Gudalur is a town in Coimbatore district in the Indian state of Tamil Nadu. It is located in the north-western part of the state. Spread across an area of 28.95 km2, it had a population of 38,859 individuals as per the 2011 census.

== Geography and administration ==
Gudalur is located in Coimbatore North taluk of Coimbatore district in the Indian state of Tamil Nadu. Spread across an area of 21.68 km2, it is one of the 33 panchayat towns in the district. It is located in the western part of the state.

The town panchayat is headed by a chairperson, who is elected by the members, who are chosen through direct elections.
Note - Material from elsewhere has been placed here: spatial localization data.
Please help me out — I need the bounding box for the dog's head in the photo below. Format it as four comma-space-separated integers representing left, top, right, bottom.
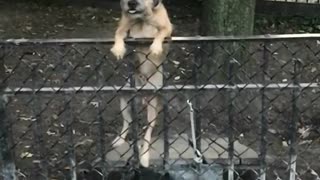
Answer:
120, 0, 161, 18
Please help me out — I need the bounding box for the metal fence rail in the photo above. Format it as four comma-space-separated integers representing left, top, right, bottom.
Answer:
0, 34, 320, 180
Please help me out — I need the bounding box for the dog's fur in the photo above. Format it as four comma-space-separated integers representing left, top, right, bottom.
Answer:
110, 0, 173, 167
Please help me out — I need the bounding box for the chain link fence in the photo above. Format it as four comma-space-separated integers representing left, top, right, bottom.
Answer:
256, 0, 320, 17
0, 34, 320, 180
264, 0, 320, 4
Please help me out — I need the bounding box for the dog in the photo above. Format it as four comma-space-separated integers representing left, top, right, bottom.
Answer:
110, 0, 173, 167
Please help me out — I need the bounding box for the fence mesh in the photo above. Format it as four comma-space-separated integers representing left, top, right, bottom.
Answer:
0, 36, 320, 180
264, 0, 320, 4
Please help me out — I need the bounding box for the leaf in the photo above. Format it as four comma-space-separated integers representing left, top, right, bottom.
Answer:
268, 128, 277, 134
75, 138, 94, 147
112, 17, 120, 21
90, 101, 99, 108
19, 116, 35, 121
47, 129, 57, 136
172, 60, 180, 65
20, 152, 33, 158
52, 114, 59, 120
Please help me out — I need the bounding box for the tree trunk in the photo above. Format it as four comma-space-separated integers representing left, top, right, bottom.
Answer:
201, 0, 256, 36
198, 0, 256, 84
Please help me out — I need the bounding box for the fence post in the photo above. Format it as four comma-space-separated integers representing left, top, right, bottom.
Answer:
31, 62, 49, 180
96, 57, 111, 179
0, 45, 16, 180
97, 68, 107, 179
193, 44, 201, 155
227, 57, 236, 180
259, 42, 269, 180
65, 100, 77, 180
128, 57, 140, 168
288, 58, 301, 180
162, 60, 169, 170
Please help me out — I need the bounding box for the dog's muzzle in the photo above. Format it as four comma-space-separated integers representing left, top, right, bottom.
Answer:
127, 0, 141, 14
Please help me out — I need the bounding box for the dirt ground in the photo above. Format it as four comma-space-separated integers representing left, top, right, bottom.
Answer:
0, 1, 320, 180
0, 0, 200, 39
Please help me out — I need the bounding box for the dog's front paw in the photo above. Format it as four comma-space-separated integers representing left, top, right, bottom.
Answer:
110, 43, 126, 60
149, 42, 163, 56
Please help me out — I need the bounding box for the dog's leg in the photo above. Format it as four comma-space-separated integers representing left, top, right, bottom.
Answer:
140, 95, 161, 167
112, 95, 133, 147
112, 73, 144, 147
149, 9, 173, 56
110, 15, 131, 60
139, 64, 163, 167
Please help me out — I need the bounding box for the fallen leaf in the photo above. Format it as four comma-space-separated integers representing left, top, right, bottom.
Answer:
112, 17, 120, 21
52, 114, 58, 120
172, 60, 180, 65
20, 152, 33, 158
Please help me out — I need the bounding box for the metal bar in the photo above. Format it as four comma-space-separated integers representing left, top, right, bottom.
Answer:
288, 59, 301, 180
162, 63, 169, 169
0, 46, 16, 180
162, 94, 169, 170
188, 100, 197, 155
1, 34, 320, 44
193, 43, 201, 157
31, 64, 48, 180
259, 42, 269, 180
97, 102, 107, 178
227, 58, 236, 180
97, 69, 107, 179
66, 102, 77, 180
0, 95, 16, 180
106, 158, 261, 168
128, 60, 140, 168
3, 83, 319, 94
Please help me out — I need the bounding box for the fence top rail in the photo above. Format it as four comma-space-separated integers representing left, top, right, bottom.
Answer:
1, 33, 320, 45
3, 83, 319, 94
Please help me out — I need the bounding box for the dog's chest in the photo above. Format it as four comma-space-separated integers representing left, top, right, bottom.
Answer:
129, 22, 158, 38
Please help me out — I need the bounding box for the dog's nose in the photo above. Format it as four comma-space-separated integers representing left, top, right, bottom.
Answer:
128, 0, 138, 9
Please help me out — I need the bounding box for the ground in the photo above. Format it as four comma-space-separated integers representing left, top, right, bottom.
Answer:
0, 1, 200, 39
0, 1, 320, 180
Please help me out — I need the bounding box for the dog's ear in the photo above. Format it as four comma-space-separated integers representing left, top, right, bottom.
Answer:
153, 0, 161, 8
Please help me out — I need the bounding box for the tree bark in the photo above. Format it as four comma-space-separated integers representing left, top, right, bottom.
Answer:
198, 0, 256, 84
201, 0, 256, 36
196, 0, 259, 144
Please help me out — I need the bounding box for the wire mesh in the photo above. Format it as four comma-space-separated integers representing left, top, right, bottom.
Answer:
264, 0, 320, 4
0, 35, 320, 179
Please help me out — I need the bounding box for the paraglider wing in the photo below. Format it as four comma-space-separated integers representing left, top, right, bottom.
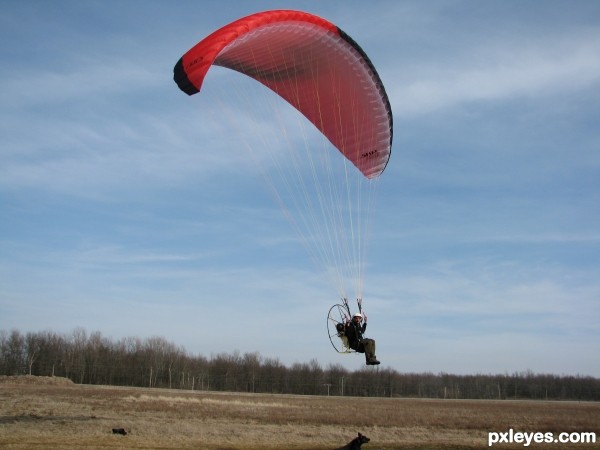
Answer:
173, 9, 393, 179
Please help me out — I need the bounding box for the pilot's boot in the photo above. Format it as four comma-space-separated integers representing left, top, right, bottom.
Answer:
366, 354, 380, 365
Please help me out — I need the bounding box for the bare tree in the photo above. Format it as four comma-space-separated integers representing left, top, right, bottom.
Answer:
3, 330, 25, 375
2, 327, 599, 401
25, 332, 42, 375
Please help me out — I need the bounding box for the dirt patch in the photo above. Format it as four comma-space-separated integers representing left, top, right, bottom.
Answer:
0, 375, 74, 386
0, 383, 598, 449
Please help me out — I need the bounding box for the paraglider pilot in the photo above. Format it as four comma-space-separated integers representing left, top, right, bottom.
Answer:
345, 312, 380, 365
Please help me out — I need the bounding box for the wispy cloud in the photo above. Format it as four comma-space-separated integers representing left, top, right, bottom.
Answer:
1, 60, 162, 108
392, 31, 600, 117
1, 1, 599, 376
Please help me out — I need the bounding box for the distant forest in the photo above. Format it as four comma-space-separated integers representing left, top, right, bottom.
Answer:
1, 328, 598, 401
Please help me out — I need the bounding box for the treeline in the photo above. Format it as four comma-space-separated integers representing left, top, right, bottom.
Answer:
1, 328, 598, 401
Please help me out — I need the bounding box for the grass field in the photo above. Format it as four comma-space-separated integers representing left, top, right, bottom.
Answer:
0, 376, 598, 449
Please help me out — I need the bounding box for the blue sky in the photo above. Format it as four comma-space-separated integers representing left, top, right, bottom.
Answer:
1, 0, 599, 376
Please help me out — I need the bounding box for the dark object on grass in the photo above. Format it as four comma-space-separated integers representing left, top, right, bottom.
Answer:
336, 432, 370, 450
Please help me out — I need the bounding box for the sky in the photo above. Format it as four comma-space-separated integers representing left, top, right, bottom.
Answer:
1, 0, 599, 377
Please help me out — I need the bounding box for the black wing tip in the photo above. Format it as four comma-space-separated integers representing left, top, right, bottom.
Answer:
337, 27, 394, 176
174, 58, 200, 96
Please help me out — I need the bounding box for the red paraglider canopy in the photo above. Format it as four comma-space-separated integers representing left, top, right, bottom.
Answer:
174, 9, 392, 179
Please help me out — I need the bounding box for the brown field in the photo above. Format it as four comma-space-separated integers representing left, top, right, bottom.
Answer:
0, 376, 598, 449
The town forms part of the Mettupalayam Assembly constituency that elects its member to the Tamil Nadu legislative assembly and the Nilgiris Lok Sabha constituency that elects its member to the Parliament of India.

==Demographics==
As per the 2011 census, Gudalur had a population of 38,859 individuals across 10,897 households. The population saw a significant increase compared to the previous census in 2001 when 21,966 inhabitants were registered. The population consisted of 19,707
males and 19,152 females. About 3,490 individuals were below the age of six years. The entire population is classified as urban. The town has an average literacy rate of 85.2%. About 8.8% of the population belonged to scheduled castes.

About 44% of the eligible population were employed full-time. Hinduism was the majority religion which was followed by 94% of the population, with Christianity (4.6%) and Islam (1.2%) being minor religions.